In Lebanon there are literally millions of refugees, both long-term ones from the wars in 1948 and 1967 (between 500’000 and 600’00 of them), and an estimated 1.5 million more recent arrivals from the war in Syria. We went to visit the kindergartens of two refugee camps, run by our partner Association Najdeh, one in Beirut and one in Tyre, in the south of Lebanon. These two kindergartens are cheerful and spotless, despite the surrounding dire conditions. The staff are fantastic, motivated and resourceful, and make the most of the little they have. The children are delightful, and – at age 3 to 5 – learn Arabic and English. We donated 2000 dollars to each kindergaten.
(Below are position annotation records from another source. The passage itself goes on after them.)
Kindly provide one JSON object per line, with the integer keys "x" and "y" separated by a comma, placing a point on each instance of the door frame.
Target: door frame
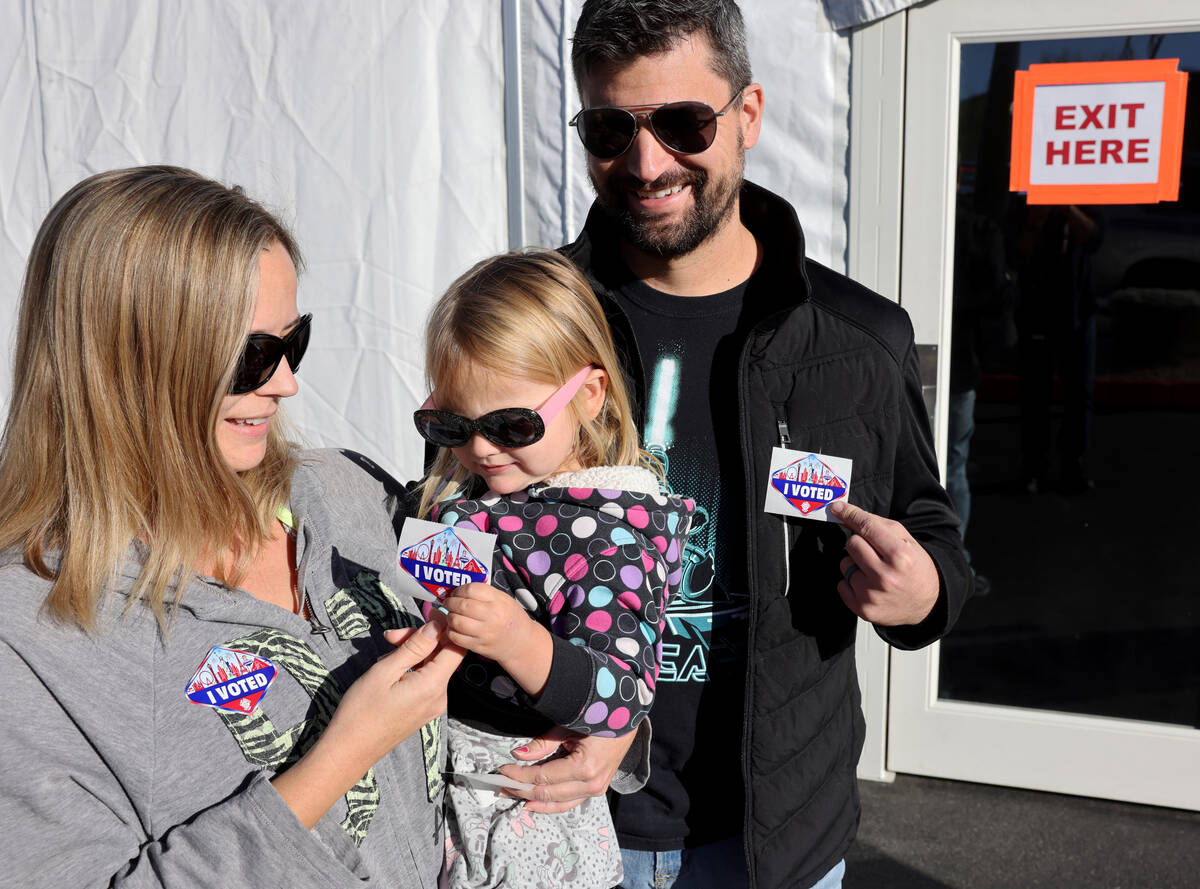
{"x": 904, "y": 247}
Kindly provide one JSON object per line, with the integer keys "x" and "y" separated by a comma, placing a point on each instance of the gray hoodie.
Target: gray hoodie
{"x": 112, "y": 775}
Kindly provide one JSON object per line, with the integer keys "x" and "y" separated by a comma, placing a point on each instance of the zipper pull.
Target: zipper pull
{"x": 785, "y": 437}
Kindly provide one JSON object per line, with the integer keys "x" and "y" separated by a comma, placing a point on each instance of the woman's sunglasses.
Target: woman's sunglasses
{"x": 263, "y": 354}
{"x": 507, "y": 427}
{"x": 684, "y": 127}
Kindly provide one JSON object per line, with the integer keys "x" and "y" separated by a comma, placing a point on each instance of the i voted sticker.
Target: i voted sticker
{"x": 229, "y": 679}
{"x": 435, "y": 559}
{"x": 805, "y": 484}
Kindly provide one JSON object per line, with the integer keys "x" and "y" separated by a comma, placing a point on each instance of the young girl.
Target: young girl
{"x": 538, "y": 444}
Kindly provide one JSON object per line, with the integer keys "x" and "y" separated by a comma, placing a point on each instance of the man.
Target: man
{"x": 736, "y": 344}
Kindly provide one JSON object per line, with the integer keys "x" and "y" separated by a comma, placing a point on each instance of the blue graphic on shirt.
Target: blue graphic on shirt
{"x": 702, "y": 607}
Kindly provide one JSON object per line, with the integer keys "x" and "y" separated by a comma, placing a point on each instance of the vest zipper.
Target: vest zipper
{"x": 785, "y": 440}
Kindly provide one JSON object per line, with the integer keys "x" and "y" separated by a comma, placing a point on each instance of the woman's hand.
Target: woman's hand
{"x": 493, "y": 624}
{"x": 395, "y": 697}
{"x": 585, "y": 768}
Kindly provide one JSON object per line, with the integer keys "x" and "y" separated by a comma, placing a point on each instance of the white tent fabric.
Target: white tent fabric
{"x": 804, "y": 68}
{"x": 375, "y": 128}
{"x": 849, "y": 13}
{"x": 378, "y": 131}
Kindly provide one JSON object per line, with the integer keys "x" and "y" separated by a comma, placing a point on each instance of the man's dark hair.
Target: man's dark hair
{"x": 623, "y": 30}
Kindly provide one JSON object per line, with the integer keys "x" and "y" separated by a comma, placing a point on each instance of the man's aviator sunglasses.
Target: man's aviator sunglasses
{"x": 263, "y": 353}
{"x": 507, "y": 427}
{"x": 684, "y": 127}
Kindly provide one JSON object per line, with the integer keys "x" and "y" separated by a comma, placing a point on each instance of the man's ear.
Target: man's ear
{"x": 593, "y": 392}
{"x": 751, "y": 114}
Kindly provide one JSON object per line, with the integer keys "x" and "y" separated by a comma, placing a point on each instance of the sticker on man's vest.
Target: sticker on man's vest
{"x": 435, "y": 559}
{"x": 805, "y": 484}
{"x": 229, "y": 679}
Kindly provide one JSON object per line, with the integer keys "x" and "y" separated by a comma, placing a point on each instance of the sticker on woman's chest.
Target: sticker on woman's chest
{"x": 229, "y": 679}
{"x": 805, "y": 484}
{"x": 435, "y": 559}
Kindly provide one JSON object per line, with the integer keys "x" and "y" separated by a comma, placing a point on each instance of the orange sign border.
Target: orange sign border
{"x": 1170, "y": 156}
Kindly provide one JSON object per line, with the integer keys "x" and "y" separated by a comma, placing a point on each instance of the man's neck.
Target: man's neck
{"x": 729, "y": 257}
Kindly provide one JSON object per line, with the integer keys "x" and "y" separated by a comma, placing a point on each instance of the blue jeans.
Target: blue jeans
{"x": 715, "y": 865}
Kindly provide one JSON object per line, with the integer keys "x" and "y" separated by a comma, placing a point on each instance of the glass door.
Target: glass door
{"x": 1068, "y": 418}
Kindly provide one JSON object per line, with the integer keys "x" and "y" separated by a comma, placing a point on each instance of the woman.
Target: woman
{"x": 193, "y": 611}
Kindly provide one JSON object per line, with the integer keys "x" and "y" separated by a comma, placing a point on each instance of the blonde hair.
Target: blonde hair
{"x": 138, "y": 294}
{"x": 529, "y": 314}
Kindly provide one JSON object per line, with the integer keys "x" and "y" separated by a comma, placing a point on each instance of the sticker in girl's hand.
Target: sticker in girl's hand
{"x": 435, "y": 559}
{"x": 805, "y": 484}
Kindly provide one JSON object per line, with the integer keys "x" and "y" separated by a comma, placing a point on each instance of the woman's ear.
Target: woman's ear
{"x": 593, "y": 392}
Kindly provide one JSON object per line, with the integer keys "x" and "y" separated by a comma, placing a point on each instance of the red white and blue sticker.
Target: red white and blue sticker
{"x": 435, "y": 559}
{"x": 805, "y": 484}
{"x": 229, "y": 679}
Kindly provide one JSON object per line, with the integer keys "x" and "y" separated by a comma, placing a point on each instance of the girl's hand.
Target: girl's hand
{"x": 486, "y": 620}
{"x": 491, "y": 623}
{"x": 394, "y": 698}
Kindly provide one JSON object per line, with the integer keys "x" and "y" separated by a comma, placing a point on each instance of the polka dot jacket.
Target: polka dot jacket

One evening we went to visit The Learning Center for the Deaf (LCD), founded and run by Hussein, son of the late Father Andeweg who created FAID, and his wife Nadine. LCD runs an early-intervention centre, for deaf babies and their parents, a nursery school and the preparatory three-year schooling for university. Its services are complementary to FAID. It is very well organised and superbly run. Congratulations to the two visionary founders.
One day we went to the Beqaa valley, which borders Syria, to meet with LADC-Salam, a Lebanese non-governmental organisation. Its aim is to provide flexible, effective and non-bureaucratic assistance, which fills the gaps where refugees and local communities do not receive sufficient support, in light of the overwhelming need created by the Syrian refugee crisis in Lebanon. They run many important project and a community centre with after-school for children and courses for adults. Many Syrian refugee children do not attend school. A bus fitted as a “mobile school” reaches children in the refugee settlements and brings them up to speed so that they can enrol in the public school system. We met the founders Joseph and Martin, and the medical coordinator Laran. They also have many young volunteers who spends weeks or months helping out the various projects – people from all over the world, driven by the same idea. Meeting them was very inspiring, and we hope that one day we can collaborate.